- Lasariya Location in Rajasthan, India Lasariya Lasariya (India)
- Coordinates: 26°32′49″N 75°29′12″E﻿ / ﻿26.547°N 75.48663°E
- Country: India
- State: Rajasthan
- District: Jaipur
- Talukas: Phagi

Government
- • Type: Panchayati raj (India)
- • Body: Gram panchayat

Area
- • Total: 16.64 km^{2} (6.42 sq mi)
- Elevation: 383 m (1,257 ft)

Population
- • Total: 2,327
- • Density: 140/km^{2} (360/sq mi)

Languages
- • Official: Hindi
- Time zone: UTC+5:30 (IST)
- PIN: 303005
- Telephone code: 911430
- ISO 3166 code: RJ-IN
- Vehicle registration: RJ-
- Lok Sabha constituency: Ajmer
- Vidhan Sabha constituency: Dudu
- Distance from Phagi: 12 kilometres (7.5 mi) South-West (RJ SH 12)
- Distance from Nimera: 7 kilometres (4.3 mi) North-West (land)

= Lasariya =

Lasariya is a patwar circle and village in ILRC Nimera in Phagi Tehsil in Jaipur district, Rajasthan.
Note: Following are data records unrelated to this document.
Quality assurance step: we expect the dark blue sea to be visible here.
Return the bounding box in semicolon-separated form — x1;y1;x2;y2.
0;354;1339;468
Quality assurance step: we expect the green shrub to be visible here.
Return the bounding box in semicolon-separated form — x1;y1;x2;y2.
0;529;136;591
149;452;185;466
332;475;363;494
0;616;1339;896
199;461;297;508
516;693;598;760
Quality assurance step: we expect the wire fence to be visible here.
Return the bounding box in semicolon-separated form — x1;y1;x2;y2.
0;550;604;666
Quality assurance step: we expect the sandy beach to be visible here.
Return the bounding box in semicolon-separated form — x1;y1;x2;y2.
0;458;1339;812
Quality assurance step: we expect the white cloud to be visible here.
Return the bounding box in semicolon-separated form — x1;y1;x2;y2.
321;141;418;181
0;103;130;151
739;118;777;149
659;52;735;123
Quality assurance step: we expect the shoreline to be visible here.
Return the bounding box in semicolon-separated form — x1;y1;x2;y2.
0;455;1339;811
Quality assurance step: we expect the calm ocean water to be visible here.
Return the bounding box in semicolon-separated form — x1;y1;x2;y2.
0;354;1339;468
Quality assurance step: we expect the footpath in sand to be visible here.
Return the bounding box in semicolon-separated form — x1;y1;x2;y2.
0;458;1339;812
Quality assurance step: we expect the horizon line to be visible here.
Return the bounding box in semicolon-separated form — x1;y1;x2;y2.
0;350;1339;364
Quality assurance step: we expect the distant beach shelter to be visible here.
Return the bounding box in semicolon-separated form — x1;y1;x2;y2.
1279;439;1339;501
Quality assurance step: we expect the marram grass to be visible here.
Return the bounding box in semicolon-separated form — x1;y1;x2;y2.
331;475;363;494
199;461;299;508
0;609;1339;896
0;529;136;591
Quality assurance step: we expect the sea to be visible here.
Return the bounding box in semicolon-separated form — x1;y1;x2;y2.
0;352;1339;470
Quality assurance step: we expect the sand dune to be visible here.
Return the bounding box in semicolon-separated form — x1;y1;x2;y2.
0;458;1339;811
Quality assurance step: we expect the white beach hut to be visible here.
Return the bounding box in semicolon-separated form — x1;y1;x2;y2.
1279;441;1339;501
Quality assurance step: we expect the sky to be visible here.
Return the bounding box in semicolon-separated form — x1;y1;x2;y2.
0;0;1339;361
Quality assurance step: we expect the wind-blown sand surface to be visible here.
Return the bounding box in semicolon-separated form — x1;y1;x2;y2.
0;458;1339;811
Lasariya is also a patwar circle for nearby village, Palri.

In Lasariya, there are 333 households with total population of 2,327 (with 50.71% males and 49.29% females), based on 2011 census. Total area of village is 16.64 km^{2}. There is one primary school in Lasariya village.